Granting Permissions

As a group owner, you can grant the Administer all group API keys permission to roles within your group. When you grant this permission to a member of your group, they have all the permissions that a group owner has for API keys, including the ability to create, view, edit, revoke, and audit all of the group's API keys.

You can also grant the Create group API keys permission to roles within your group, which allows members to only create and view keys that they own without being able to manage others' keys.

Revoking Permissions

There are multiple ways a user may lose the ability to manage group API keys:

  • They are assigned to a different role which lacks the permission. This happens during a transfer of group ownership.
  • The permission is disabled on their currently assigned role.
  • They leave or are exiled from the group.
  • Their account is moderated by Roblox and cannot log into the creator dashboard.
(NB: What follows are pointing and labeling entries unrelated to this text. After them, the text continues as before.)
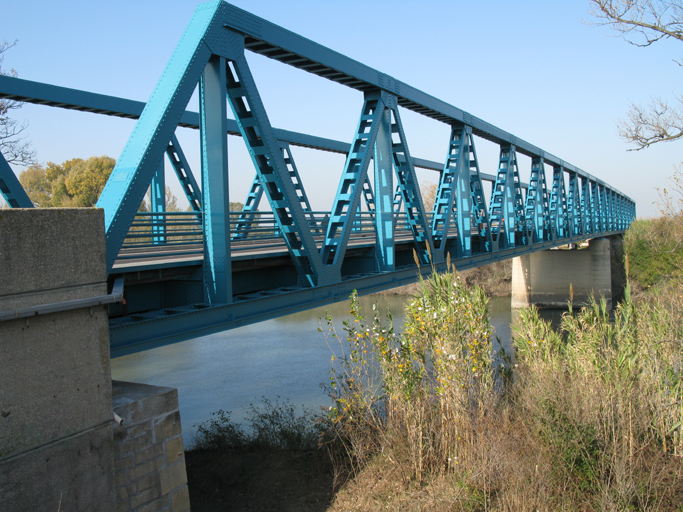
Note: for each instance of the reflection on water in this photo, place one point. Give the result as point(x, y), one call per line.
point(284, 357)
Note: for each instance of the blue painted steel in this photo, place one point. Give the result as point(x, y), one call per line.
point(184, 173)
point(157, 192)
point(480, 214)
point(573, 207)
point(214, 143)
point(213, 49)
point(73, 99)
point(408, 187)
point(595, 206)
point(558, 205)
point(506, 205)
point(249, 215)
point(138, 162)
point(586, 216)
point(384, 192)
point(249, 210)
point(10, 188)
point(448, 188)
point(347, 200)
point(537, 208)
point(276, 180)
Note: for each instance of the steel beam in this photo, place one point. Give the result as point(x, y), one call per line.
point(384, 193)
point(354, 174)
point(14, 194)
point(408, 190)
point(214, 143)
point(141, 155)
point(275, 42)
point(274, 175)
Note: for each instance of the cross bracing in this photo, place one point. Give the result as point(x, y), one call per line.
point(210, 269)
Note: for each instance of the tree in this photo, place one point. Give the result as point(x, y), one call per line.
point(13, 146)
point(429, 191)
point(74, 183)
point(642, 23)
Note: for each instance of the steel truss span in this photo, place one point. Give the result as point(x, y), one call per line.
point(206, 270)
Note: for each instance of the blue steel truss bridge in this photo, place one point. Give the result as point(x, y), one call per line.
point(187, 274)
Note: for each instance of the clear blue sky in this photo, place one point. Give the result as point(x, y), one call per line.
point(531, 67)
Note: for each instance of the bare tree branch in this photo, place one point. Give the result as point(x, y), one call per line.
point(642, 23)
point(15, 148)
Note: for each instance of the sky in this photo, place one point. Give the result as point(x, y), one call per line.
point(538, 69)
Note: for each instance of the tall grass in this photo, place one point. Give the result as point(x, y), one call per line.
point(431, 419)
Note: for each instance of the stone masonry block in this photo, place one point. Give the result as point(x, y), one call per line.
point(124, 463)
point(76, 471)
point(143, 442)
point(138, 403)
point(168, 426)
point(148, 481)
point(145, 468)
point(174, 450)
point(172, 477)
point(125, 432)
point(155, 506)
point(121, 478)
point(149, 453)
point(143, 497)
point(180, 499)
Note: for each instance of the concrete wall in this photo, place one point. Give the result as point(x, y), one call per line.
point(544, 278)
point(56, 447)
point(150, 459)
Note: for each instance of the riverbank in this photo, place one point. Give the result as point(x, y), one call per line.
point(577, 429)
point(495, 279)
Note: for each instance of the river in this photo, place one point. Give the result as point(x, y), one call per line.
point(285, 357)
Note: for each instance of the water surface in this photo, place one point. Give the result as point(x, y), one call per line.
point(285, 357)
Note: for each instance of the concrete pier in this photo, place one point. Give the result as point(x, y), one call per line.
point(56, 445)
point(544, 278)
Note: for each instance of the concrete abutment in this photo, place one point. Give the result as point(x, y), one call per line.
point(547, 278)
point(59, 446)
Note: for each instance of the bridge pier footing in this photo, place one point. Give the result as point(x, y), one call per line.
point(544, 279)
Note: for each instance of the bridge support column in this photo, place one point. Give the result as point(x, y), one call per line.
point(56, 445)
point(215, 197)
point(544, 278)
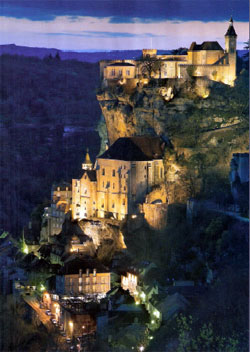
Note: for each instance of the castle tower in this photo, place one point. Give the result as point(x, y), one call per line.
point(87, 165)
point(230, 49)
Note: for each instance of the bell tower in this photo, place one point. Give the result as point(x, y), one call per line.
point(230, 49)
point(87, 165)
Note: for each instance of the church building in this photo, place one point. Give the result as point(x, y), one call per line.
point(120, 179)
point(208, 59)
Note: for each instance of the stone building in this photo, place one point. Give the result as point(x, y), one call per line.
point(54, 216)
point(87, 284)
point(120, 180)
point(208, 59)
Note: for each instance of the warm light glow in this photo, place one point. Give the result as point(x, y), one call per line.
point(157, 314)
point(42, 287)
point(142, 295)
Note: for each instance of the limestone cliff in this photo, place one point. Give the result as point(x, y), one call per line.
point(205, 121)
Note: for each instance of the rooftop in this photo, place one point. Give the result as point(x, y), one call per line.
point(139, 148)
point(121, 64)
point(205, 46)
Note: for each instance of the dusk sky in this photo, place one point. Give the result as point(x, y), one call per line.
point(120, 24)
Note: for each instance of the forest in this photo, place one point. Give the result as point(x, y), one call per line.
point(48, 113)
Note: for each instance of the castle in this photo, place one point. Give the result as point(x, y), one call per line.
point(120, 179)
point(208, 59)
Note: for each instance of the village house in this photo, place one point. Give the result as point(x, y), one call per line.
point(208, 59)
point(54, 216)
point(120, 180)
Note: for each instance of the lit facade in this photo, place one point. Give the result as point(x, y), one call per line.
point(54, 216)
point(122, 177)
point(208, 59)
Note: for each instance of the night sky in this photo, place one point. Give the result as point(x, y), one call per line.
point(118, 24)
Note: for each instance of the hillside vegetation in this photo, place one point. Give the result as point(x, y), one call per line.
point(48, 116)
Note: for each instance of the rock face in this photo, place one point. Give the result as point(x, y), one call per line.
point(205, 122)
point(103, 230)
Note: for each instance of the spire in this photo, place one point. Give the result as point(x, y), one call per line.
point(87, 165)
point(231, 31)
point(87, 157)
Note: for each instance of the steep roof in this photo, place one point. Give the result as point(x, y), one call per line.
point(139, 148)
point(91, 174)
point(205, 46)
point(121, 64)
point(231, 31)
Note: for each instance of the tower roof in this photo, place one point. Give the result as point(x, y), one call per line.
point(87, 157)
point(231, 31)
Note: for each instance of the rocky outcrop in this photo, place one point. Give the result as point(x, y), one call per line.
point(205, 121)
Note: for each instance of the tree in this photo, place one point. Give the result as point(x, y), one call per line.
point(179, 51)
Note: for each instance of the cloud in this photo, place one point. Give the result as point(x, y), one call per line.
point(88, 33)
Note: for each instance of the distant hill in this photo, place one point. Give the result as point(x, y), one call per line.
point(13, 49)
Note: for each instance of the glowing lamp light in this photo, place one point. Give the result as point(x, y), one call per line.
point(42, 288)
point(157, 314)
point(142, 295)
point(26, 250)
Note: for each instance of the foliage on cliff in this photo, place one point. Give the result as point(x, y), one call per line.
point(48, 116)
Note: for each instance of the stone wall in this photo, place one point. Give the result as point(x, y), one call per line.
point(156, 215)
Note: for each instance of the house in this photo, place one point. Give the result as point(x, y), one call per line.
point(208, 59)
point(54, 215)
point(120, 180)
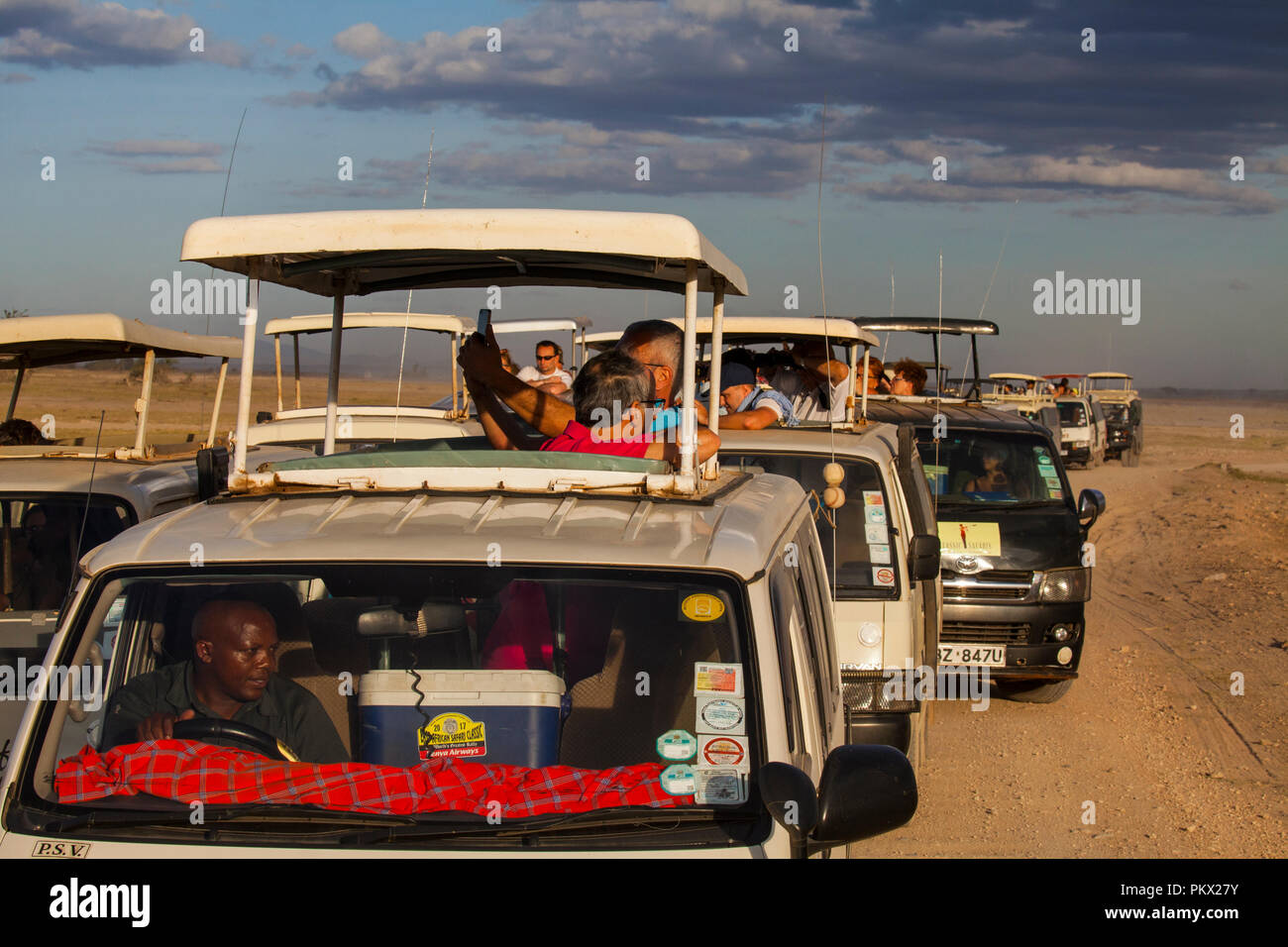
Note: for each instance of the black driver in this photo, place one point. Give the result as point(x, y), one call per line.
point(232, 677)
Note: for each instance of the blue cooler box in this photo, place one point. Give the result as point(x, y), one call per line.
point(478, 716)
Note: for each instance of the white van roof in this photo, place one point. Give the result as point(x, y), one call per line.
point(34, 342)
point(426, 249)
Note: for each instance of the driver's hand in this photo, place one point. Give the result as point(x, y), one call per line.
point(160, 725)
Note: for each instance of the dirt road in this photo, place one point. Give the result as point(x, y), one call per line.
point(1189, 589)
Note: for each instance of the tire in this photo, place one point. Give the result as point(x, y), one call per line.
point(1034, 690)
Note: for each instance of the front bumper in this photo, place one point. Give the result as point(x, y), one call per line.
point(1022, 628)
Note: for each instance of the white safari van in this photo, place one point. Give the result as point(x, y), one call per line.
point(519, 654)
point(62, 497)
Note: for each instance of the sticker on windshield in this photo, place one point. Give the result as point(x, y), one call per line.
point(716, 680)
point(977, 539)
point(702, 607)
point(452, 735)
point(679, 780)
point(720, 751)
point(720, 788)
point(721, 715)
point(677, 745)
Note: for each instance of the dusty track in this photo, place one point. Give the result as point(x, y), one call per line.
point(1189, 587)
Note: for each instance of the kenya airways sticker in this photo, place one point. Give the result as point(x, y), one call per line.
point(724, 751)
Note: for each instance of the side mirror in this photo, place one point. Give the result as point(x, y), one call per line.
point(1091, 504)
point(211, 472)
point(790, 797)
point(864, 791)
point(923, 557)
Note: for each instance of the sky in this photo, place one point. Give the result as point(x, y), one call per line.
point(999, 133)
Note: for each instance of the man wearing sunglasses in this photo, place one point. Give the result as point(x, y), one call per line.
point(549, 373)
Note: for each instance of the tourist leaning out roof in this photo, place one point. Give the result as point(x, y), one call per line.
point(657, 344)
point(815, 382)
point(613, 402)
point(750, 406)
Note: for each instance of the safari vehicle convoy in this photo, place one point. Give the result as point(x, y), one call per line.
point(519, 652)
point(1012, 541)
point(359, 425)
point(879, 535)
point(1125, 434)
point(60, 497)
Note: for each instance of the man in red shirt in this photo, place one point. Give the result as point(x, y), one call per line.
point(613, 402)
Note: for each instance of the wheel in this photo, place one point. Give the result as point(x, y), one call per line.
point(1034, 690)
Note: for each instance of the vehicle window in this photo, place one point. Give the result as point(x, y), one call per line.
point(596, 669)
point(43, 538)
point(818, 629)
point(1072, 414)
point(855, 539)
point(787, 609)
point(990, 468)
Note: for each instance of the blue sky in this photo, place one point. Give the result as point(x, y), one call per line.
point(1112, 163)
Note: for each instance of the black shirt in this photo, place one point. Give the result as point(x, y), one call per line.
point(284, 710)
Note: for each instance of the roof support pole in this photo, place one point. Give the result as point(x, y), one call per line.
point(688, 429)
point(219, 401)
point(709, 470)
point(295, 341)
point(250, 321)
point(277, 360)
point(333, 377)
point(141, 407)
point(13, 397)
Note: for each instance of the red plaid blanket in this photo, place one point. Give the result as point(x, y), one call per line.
point(191, 772)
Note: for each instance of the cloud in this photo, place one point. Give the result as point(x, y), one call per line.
point(1008, 94)
point(133, 147)
point(78, 34)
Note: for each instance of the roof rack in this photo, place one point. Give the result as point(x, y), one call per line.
point(35, 342)
point(355, 253)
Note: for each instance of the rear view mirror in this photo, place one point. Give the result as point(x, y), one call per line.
point(923, 557)
point(864, 791)
point(1091, 504)
point(211, 472)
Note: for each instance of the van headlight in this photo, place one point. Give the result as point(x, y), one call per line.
point(1065, 585)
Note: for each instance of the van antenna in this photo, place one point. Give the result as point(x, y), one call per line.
point(89, 493)
point(827, 339)
point(402, 357)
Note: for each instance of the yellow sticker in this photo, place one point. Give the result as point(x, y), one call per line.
point(977, 539)
point(452, 735)
point(702, 607)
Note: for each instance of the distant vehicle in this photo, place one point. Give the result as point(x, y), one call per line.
point(60, 499)
point(365, 425)
point(1082, 431)
point(513, 609)
point(1124, 415)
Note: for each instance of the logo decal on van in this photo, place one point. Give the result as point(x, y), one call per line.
point(452, 735)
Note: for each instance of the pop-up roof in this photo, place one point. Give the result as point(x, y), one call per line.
point(35, 342)
point(355, 253)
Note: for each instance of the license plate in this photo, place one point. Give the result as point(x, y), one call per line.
point(974, 655)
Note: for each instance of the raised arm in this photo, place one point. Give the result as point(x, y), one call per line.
point(481, 359)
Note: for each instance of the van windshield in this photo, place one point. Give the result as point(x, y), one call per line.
point(1073, 414)
point(855, 539)
point(991, 468)
point(460, 701)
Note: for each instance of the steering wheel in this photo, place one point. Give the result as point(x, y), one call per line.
point(266, 744)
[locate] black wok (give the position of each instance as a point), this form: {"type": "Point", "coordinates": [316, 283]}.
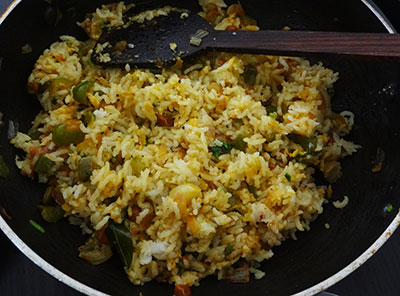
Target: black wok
{"type": "Point", "coordinates": [370, 90]}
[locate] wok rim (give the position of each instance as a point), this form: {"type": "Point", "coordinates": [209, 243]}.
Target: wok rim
{"type": "Point", "coordinates": [325, 284]}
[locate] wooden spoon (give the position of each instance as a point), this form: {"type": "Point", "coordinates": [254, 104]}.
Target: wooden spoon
{"type": "Point", "coordinates": [182, 34]}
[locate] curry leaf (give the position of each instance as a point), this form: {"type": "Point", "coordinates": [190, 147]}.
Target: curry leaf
{"type": "Point", "coordinates": [121, 239]}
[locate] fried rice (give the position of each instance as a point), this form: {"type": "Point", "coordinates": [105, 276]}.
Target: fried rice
{"type": "Point", "coordinates": [208, 164]}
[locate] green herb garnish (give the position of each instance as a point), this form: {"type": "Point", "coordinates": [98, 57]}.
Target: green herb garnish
{"type": "Point", "coordinates": [43, 165]}
{"type": "Point", "coordinates": [121, 239]}
{"type": "Point", "coordinates": [4, 170]}
{"type": "Point", "coordinates": [37, 226]}
{"type": "Point", "coordinates": [224, 149]}
{"type": "Point", "coordinates": [288, 177]}
{"type": "Point", "coordinates": [388, 208]}
{"type": "Point", "coordinates": [229, 249]}
{"type": "Point", "coordinates": [253, 190]}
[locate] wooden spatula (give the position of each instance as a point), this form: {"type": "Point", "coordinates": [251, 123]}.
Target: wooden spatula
{"type": "Point", "coordinates": [182, 34]}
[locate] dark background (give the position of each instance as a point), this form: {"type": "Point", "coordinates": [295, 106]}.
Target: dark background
{"type": "Point", "coordinates": [379, 276]}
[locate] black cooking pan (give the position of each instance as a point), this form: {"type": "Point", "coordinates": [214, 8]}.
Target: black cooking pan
{"type": "Point", "coordinates": [319, 257]}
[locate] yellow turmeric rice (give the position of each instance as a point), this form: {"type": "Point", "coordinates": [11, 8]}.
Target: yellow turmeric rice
{"type": "Point", "coordinates": [208, 165]}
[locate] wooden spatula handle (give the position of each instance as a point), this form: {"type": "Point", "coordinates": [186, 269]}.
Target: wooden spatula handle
{"type": "Point", "coordinates": [304, 43]}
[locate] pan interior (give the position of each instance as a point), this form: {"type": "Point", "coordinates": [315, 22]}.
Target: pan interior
{"type": "Point", "coordinates": [370, 90]}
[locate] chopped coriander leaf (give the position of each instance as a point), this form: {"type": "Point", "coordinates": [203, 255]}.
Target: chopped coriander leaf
{"type": "Point", "coordinates": [271, 109]}
{"type": "Point", "coordinates": [253, 190]}
{"type": "Point", "coordinates": [239, 143]}
{"type": "Point", "coordinates": [224, 149]}
{"type": "Point", "coordinates": [388, 208]}
{"type": "Point", "coordinates": [4, 170]}
{"type": "Point", "coordinates": [288, 177]}
{"type": "Point", "coordinates": [309, 144]}
{"type": "Point", "coordinates": [37, 226]}
{"type": "Point", "coordinates": [229, 249]}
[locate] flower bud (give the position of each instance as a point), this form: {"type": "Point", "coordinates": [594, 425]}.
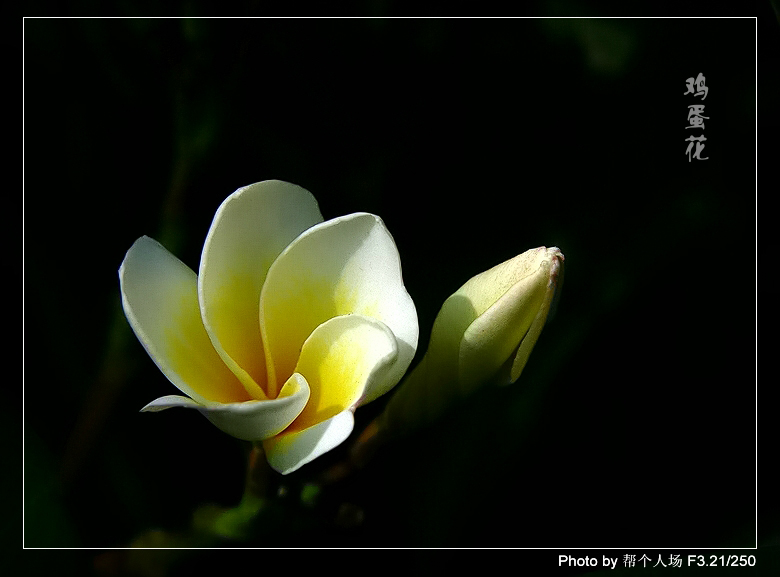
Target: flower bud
{"type": "Point", "coordinates": [483, 334]}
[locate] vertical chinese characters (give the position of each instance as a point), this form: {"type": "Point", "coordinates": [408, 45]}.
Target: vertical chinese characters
{"type": "Point", "coordinates": [696, 117]}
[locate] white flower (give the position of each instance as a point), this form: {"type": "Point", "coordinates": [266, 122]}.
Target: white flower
{"type": "Point", "coordinates": [289, 325]}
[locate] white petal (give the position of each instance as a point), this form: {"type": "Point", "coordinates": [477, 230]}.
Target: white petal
{"type": "Point", "coordinates": [251, 420]}
{"type": "Point", "coordinates": [159, 297]}
{"type": "Point", "coordinates": [345, 265]}
{"type": "Point", "coordinates": [250, 229]}
{"type": "Point", "coordinates": [290, 451]}
{"type": "Point", "coordinates": [343, 360]}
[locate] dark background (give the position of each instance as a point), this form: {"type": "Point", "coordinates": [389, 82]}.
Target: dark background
{"type": "Point", "coordinates": [633, 424]}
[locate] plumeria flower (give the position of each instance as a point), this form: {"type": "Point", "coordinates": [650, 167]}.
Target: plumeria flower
{"type": "Point", "coordinates": [483, 334]}
{"type": "Point", "coordinates": [290, 324]}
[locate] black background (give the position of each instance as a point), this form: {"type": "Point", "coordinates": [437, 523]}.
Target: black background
{"type": "Point", "coordinates": [633, 424]}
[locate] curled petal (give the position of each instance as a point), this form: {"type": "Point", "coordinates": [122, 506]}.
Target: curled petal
{"type": "Point", "coordinates": [344, 359]}
{"type": "Point", "coordinates": [290, 451]}
{"type": "Point", "coordinates": [251, 420]}
{"type": "Point", "coordinates": [343, 266]}
{"type": "Point", "coordinates": [250, 229]}
{"type": "Point", "coordinates": [160, 300]}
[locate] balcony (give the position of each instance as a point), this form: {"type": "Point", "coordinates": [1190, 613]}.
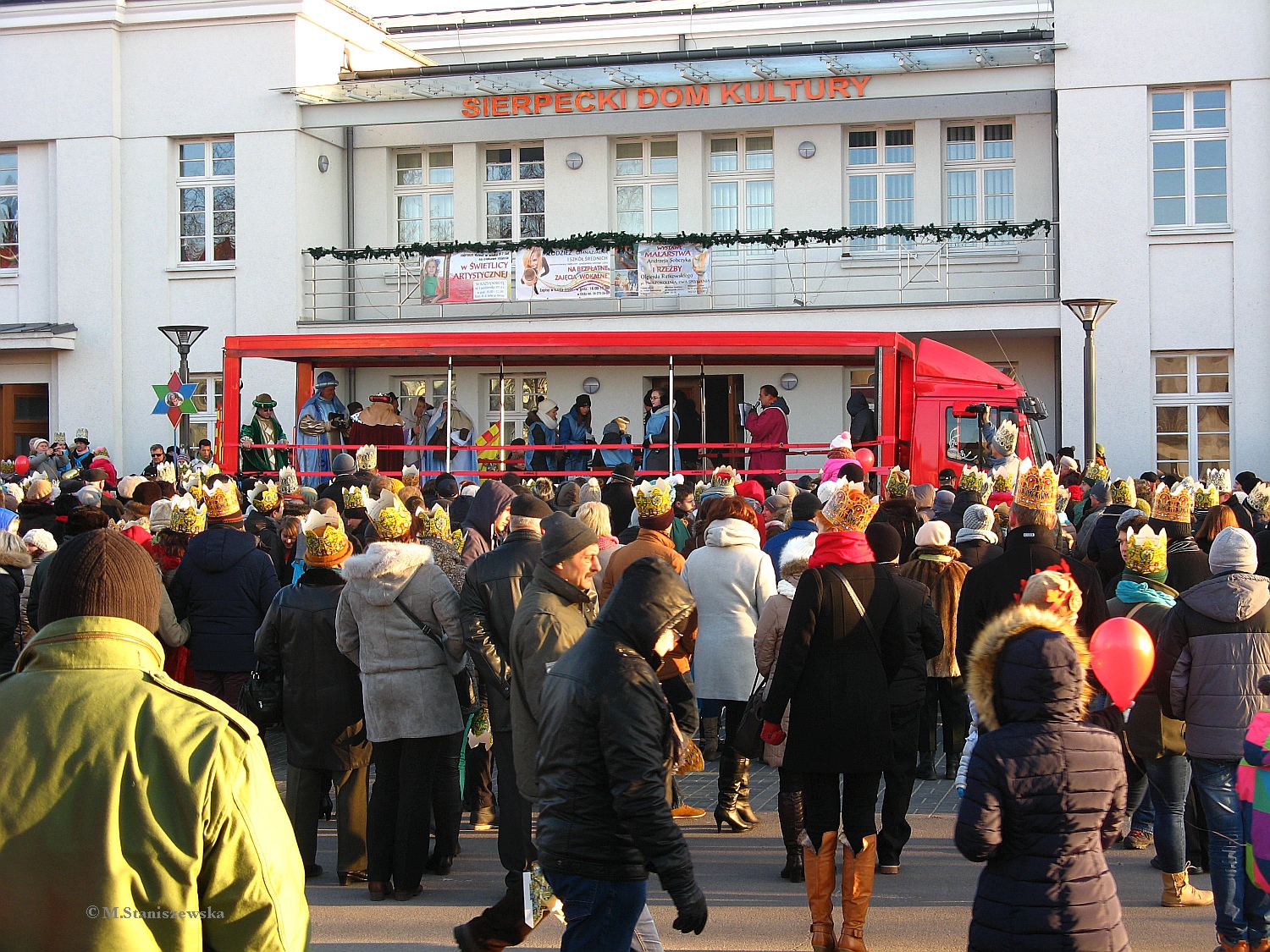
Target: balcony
{"type": "Point", "coordinates": [861, 273]}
In any of the above cases, API keys generated by that user are given the Revoked status. To use these keys again, anyone who has the correct permissions must regenerate the keys.

CIDR Format

To further protect your resources, when creating an API key, specify IP addresses that can access the API key with either normal IP addresses or using the CIDR notation. A CIDR IP address looks like a normal IP address except it ends with a slash and a decimal that represents how many bits of the IP address are significant for network routing:

  • Normal: 192.168.0.0
  • CIDR: 192.168.0.0/24

The former part is the IP address and the latter part is the netmask, counting the bits of 1s in binary format. In the example above, 24 means 255.255.255.0 (24 1s) and would allow all IPs between 192.168.0.0 and 192.168.0.255. This is particularly useful if you plan to run your applications on a server.

API Key Status

API keys initially have an active status, but they can become inactive over their lifetime. To learn why an API key has changed status(es) and how to return the API key back to an active status, see the following table:

Status Reason Resolution
Active No issues; the user can use the key to authenticate Open Cloud API calls. N/A
Disabled The user disabled the key by disabling the Enable Key toggle. Enable the Enable Key toggle.
Expired The key's expiration date has passed. Either remove or set a new expiration date.
Auto-Expired The user hasn't used or updated the key in the past 60 days. You can either disable then enable the Enable Key toggle, or you can update any of the key's properties, such as the name, description, or expiration date.
Revoked For group keys, the account that last generated the key no longer has sufficient access rights to manage the group's keys. Click the Regenerate Key to get a new secret.
Moderated A Roblox admin changed the key's secret for security reasons. Click the Regenerate Key to get a new secret.
User Moderated The account that last generated the key is under some moderation status. Resolve the moderation issue on the account.